The results of the present study show that microglia in the middle-aged CNS are already subtly changed in comparison to young microglia and that they also react differently to demyelination in the cuprizone model. The observed age-related microglial changes differed between the two analyzed regions, hilus of the dorsal hippocampal DG a gray matter region functionally involved in learning and memory, and the splenium of the CC as a typical white matter region.

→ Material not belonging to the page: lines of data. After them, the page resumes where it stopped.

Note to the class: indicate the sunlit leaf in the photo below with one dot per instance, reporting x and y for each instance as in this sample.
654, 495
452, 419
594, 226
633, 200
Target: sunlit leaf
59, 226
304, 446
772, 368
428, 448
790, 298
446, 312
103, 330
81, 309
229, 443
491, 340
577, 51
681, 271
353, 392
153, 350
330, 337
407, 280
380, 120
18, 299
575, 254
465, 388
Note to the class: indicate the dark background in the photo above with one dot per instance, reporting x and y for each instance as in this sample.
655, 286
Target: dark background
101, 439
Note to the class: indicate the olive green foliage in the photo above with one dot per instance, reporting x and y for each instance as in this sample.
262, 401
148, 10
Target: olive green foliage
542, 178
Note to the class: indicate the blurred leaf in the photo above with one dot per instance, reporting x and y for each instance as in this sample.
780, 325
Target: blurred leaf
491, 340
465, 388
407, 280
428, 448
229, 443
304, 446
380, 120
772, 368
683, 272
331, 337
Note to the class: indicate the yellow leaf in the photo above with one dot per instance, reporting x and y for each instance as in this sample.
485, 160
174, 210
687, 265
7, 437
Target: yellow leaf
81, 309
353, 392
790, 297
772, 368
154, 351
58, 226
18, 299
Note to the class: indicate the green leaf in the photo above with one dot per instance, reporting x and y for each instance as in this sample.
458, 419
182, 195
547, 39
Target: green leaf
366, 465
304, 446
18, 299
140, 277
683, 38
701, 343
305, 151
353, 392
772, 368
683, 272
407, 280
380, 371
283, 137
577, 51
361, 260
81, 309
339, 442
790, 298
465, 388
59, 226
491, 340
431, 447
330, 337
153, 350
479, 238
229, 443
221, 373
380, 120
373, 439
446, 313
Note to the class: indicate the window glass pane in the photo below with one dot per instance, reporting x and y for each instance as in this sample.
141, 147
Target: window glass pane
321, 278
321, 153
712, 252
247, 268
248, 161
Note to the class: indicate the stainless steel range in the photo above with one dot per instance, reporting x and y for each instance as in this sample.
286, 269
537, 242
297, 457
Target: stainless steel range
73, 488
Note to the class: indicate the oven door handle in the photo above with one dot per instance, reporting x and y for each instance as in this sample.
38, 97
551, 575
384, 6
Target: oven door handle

In both age groups, the analysis of MBP confirmed cuprizone-induced de- and remyelination, which was even more pronounced in the analyzed hippocampal region than the splenium of the CC. This is in agreement with work by others showing that in the cuprizone model demyelination occurs in the splenium of the CC (Steelman et al., 2012; Le Blon et al., 2016; Tagge et al., 2016) and the hippocampus (Hoffmann et al., 2008; Koutsoudaki et al., 2009; Norkute et al., 2009; Sun et al., 2016). Thus, the cuprizone model is well suited for studies on demyelination in the hippocampus, a region which is also affected in human MS patients (Geurts et al., 2007; Sicotte et al., 2008; Dutta et al., 2011; Hulst et al., 2015; Planche et al., 2017) with the hippocampal DG being particularly vulnerable at earliest stages of MS progression (Planche et al., 2018).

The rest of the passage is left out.